Queen and Slim are both ciphers with plenty of informed character traits, but no real psychology to underpin them. Turner-Smith’s Queen is a stuck-up, yet tough social justice freedom fighter. We learn this not through her actions in movie, but through her own self-description. A big problem throughout Queen & Slim is that when the script wants you to know something about a character, it has that character say it aloud in no uncertain terms. It’s the kind of thing that would be permissible in an after school special, but not a cutting-edge drama with aspirations of updating Bonnie and Clyde and Badlands.

Kaluuya and Turner-Smith are both talented enough performers to make some chemistry shine through their overly snippy banter, but no amount of chemistry can dissolve the baffling dialogue they’ve been given. Queen & Slim’s script is grasping for profundity with every other word, to the point that characters will introduce themselves in one line then give an ontological thesis in the next. The fact these characters are bouncing monologues off each other rather than talking like people is even more perplexing when you consider screenwriter Lena Waithe’s stacked bona fides elsewhere.
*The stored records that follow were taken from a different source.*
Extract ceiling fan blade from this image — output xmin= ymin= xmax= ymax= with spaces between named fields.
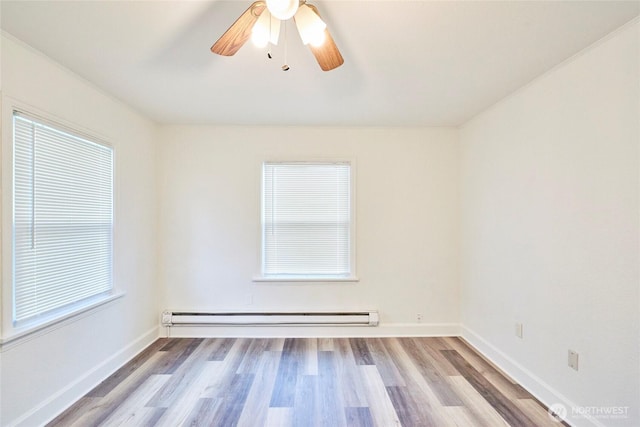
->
xmin=309 ymin=29 xmax=344 ymax=71
xmin=307 ymin=3 xmax=344 ymax=71
xmin=211 ymin=0 xmax=266 ymax=56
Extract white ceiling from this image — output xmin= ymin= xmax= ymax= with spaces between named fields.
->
xmin=0 ymin=0 xmax=640 ymax=126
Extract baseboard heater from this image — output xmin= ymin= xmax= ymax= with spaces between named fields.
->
xmin=162 ymin=311 xmax=379 ymax=326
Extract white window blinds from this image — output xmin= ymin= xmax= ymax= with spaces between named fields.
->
xmin=262 ymin=163 xmax=352 ymax=278
xmin=13 ymin=113 xmax=113 ymax=322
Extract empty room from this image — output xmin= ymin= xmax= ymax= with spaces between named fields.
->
xmin=0 ymin=0 xmax=640 ymax=427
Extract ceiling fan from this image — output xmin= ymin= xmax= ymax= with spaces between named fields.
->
xmin=211 ymin=0 xmax=344 ymax=71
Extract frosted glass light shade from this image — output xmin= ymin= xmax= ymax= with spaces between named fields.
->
xmin=295 ymin=4 xmax=327 ymax=46
xmin=267 ymin=0 xmax=299 ymax=21
xmin=251 ymin=10 xmax=280 ymax=47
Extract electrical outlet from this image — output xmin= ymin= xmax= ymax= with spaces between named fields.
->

My running theory over the first half of the film was that Queen & Slim was an absurdist dark comedy, hence why so many characters evoke arch stereotypes, and why the tension surrounding the chase feels so deflated. But it’s not that the movie is trying to be funny; it’s that way too much of it happens off-screen. Queen & Slim relies on implied action and expository backstory, so several emotional beats aren’t given the appropriate context to feel as meaningful as the film wants them to be. The stakes of Queen and Slim’s pursuit aren’t felt because we’re rarely given a window into how the police are hunting for them. Even the folk legend that’s growing around them is cordoned off to throwaway lines and doesn’t seem to affect the main characters’ growth.

For a film that’s allegedly about uplifting the Black Lives Matter movement, Queen & Slim spends a weird amount of time generating sympathy for the police. With the exception of the short-tempered profiler who incites the plot, the police characters in Queen & Slim are repeatedly shown to be decent, reasonable family men who are doing the best they can do to keep everyone safe. In one scene, an officer helps our central duo escape. A different officer calmly tries to save a young Black boy during a chaotic protest. Yet another officer tearfully apologizes for the actions of his “bad apple” colleague and forgives the main characters sight unseen for acting in self-defense. The convenience of all these scenes and more makes it clear that Queen & Slim is disinterested in interrogating systemic racism and policing as institutions.

Queen & Slim is a film that almost works as a transgressive exercise in absurdity—a modern descendant of Sweet Sweetback’s Baadassss Song—but its folktale style too often loops around into status quo-reaffirming moralizing. The movie is so convinced about making its star couple inspiration figures that it neglects to humanize them. At worst, Queen & Slim equates Black freedom to martyrdom, and I think that ascribes way too much meaning to all the meaningless death that’s resulted from police violence.

The thing about Bonnie and Clyde was that Bonnie and Clyde were real people before they were folk heroes. Queen and Slim are not, and the film does little to prove that they are.